Alan Spencer writes in (Feb.2006) saying that the gentleman on the far left by the fireplace is his late stepfather, William Ashby who was with the RAF in Rhodesia during the War, post War he was at Cranfield (Aerospace Institute of Technology), possibly at the time this photo was taken.
It has been very good to have Arthur Mechin's son, Tony Mechin, contact me after seeing these photographs on this site.
Tony lives in South Africa and is operating the following pod cast website: http://www.portstjohns.com
He has also sent over some photographs, of interest are these showing the Tiger Moth VP-YDC at the then Gwelo giving a crop spraying demo at the local school, 'Delta Charlie', i.e. the Tiger Moth was based at what I knew as Mount Hampden Aerodrome in the early 1970s, there is a photo of it at the Centenary Air Show in the civil photo section of Rhodesia. The other photo which Arthur gave Tony is of a group of people in a flying club, Possibly taken in the UK at Hatfield, possibly the De Havilland Flying Club in the late 1940s or maybe Luton, does anyone recognise any of the people who appear in this photo, it would be wonderful to identify one or more of the faces. For anyone interested in African aviation Arthur is/was one of the true characters and is a legend of that era, many stories are out there, mostly true.
An extract from an email from Bill Bell - 10/09/04:
I have only met Arthur Mechin once and that was in Johanesberg in about 1967, I was returning the first RSA 100 manufactured in SA back to the manufacturers. I had landed at Baragwanath and was to deliver the plane back to Grand Central where it was based when I was approached by Arthur. He had arrived in a Staggerwing Beech and said that he wanted to demonstrate my aircraft to someone and would I fly his Beech back to Grand C. However things did not work out that way as two things happened A sailplane flown by Haille Lasch desintigrated in flight and then a storm came in and I was left with the RSA 100 and never flew a Staggerwing. However a person that did know Arthur well was Robby Roberts who I mentioned to you before and he lives at East Grinstead.

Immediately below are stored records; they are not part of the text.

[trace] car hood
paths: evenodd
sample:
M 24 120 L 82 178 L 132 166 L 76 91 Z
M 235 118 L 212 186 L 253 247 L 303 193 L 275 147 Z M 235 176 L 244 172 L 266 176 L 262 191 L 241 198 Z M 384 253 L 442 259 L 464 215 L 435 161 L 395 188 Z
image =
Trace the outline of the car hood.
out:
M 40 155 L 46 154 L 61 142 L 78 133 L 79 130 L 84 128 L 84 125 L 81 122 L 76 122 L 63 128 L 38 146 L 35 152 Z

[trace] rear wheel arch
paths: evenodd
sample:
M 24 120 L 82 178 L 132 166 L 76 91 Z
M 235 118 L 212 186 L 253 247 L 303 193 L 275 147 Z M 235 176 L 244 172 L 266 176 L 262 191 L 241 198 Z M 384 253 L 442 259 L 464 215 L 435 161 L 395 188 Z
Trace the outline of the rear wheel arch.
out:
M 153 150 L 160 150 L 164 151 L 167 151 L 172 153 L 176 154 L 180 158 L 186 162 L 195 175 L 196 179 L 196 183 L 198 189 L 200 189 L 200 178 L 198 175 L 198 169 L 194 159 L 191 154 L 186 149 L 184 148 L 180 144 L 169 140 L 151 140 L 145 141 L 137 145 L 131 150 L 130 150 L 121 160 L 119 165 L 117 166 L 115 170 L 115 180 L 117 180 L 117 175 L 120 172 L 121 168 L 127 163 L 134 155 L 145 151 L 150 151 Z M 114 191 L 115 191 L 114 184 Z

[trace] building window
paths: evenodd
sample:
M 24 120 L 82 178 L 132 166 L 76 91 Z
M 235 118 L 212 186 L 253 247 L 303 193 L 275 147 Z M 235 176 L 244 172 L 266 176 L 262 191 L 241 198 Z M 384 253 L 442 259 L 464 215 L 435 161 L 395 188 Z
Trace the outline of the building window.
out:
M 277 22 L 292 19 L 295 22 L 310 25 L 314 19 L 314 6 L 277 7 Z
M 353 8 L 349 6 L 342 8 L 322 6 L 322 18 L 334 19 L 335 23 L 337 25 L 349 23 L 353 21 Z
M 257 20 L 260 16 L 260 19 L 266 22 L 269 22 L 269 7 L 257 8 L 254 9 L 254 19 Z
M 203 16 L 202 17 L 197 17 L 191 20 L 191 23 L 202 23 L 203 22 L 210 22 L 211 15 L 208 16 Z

There were many stories about Arthur apparently he had an Anson which he used to fly up to Lusaka/Ndola every Sunday morning to deliver the Sunday Mail newspapers. The Anson did not have an auto pilot so he always took an african called Spider along and taught him how to fly a compass course. Arthur would then have a sleep and Spider would call him once Lusaka was insight. One morning Spider woke Arthur 'Boss we have lost a engine", Arthur thought the engine had failed but no; the engine had fallen off!